Despite a poor fourth quarter for businesses, Wise reported that the study showed a median increase in net income of 7.9 percent and a 9 percent total shareholder return in 2007 for CEOs. Base pay increased roughly 4 percent.
Performance plans made up 47 percent of the CEO's total long-term incentive value in 2007, up from 41 percent in 2006, the study found. Stock options, meanwhile, declined to 37 percent in 2007, from 42 percent in 2006.
Of the nine industries studied, three still relied "most heavily" on stock options: consumer services, financial and healthcare.
"Because we have this shift to more performance-share plans, the focus going forward is really going to be on performance measurement," explained Irving Becker, national practice leader for executive compensation at Hay Group.
"The comp committees are really challenged with this issue," Becker said. "In the past, they had to worry about the annual bonus and the budget process, but now they have to feel comfortable looking three years out."
Similarly, he added, "HR executives are going to need to become much more comfortable with these metrics."
What lies ahead?
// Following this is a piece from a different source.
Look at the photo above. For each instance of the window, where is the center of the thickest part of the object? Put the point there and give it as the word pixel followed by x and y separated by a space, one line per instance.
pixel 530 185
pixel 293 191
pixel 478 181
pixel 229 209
Becker said the study's findings suggest that a framework is now being laid for more pay for performance in the future.
As for "internal equity," he predicted that companies would be taking a much closer look at their practices.
"It's not as simple as saying the CEO should be paid two times that of direct reports. Every industry is different. I would expect new proposals around this issue in the next couple of years."
Private Equity and Comp
If you're an executive looking for a big upside, a private-equity-owned company might be the place to go.
So suggested John D. England, a managing principal at Towers Perrin, during a session entitled "How Private Equity and Hedge Funds Are Changing Executive Compensation."
England noted that it's probably not a coincidence that Robert Nardelli, who made headlines because of his rich pay package while at the helm of Home Depot, took a rare "vacation" after leaving the home-improvement retailer and went to work for automaker Chrysler, which is owned by Cerberus Capital Management, a private-equity firm.
"The opportunity for wealth creation is far greater in a private-equity-owned company than in a public company," he observed.
In his presentation, England detailed some of the major differences between private-equity-owned companies and their public counterparts.
In companies owned by private-equity firms, England said, the focus is on the back-end rather than what happens after an initial public offering is done. "The culture is very focused on making sure the deal is successful in a three- to five-year time frame," he said. "Longer-term thinking is simply not front and center."
The upside of reaching one's goals can be significant, England said, with 8 percent to 12 percent of the equity available to management. But failing to reach one's goals can be costly, including earning no bonuses at all. "If there's no upside, [the thinking is], 'Well that's too bad,' " he said.
England pointed out that private-equity firms tend to limit incentive pay to a small, select group of executives. If CEOs want to reward a larger group of employees whom they considered critical to the business, he said, they should expect pushback from the private-equity firm.
To measure performance, England added, these firms like to focus on EBITDA (earnings before interest, taxes, depreciation and amortization) and cash flow, not earnings per share or revenue. "They care about issues that impact value," he said.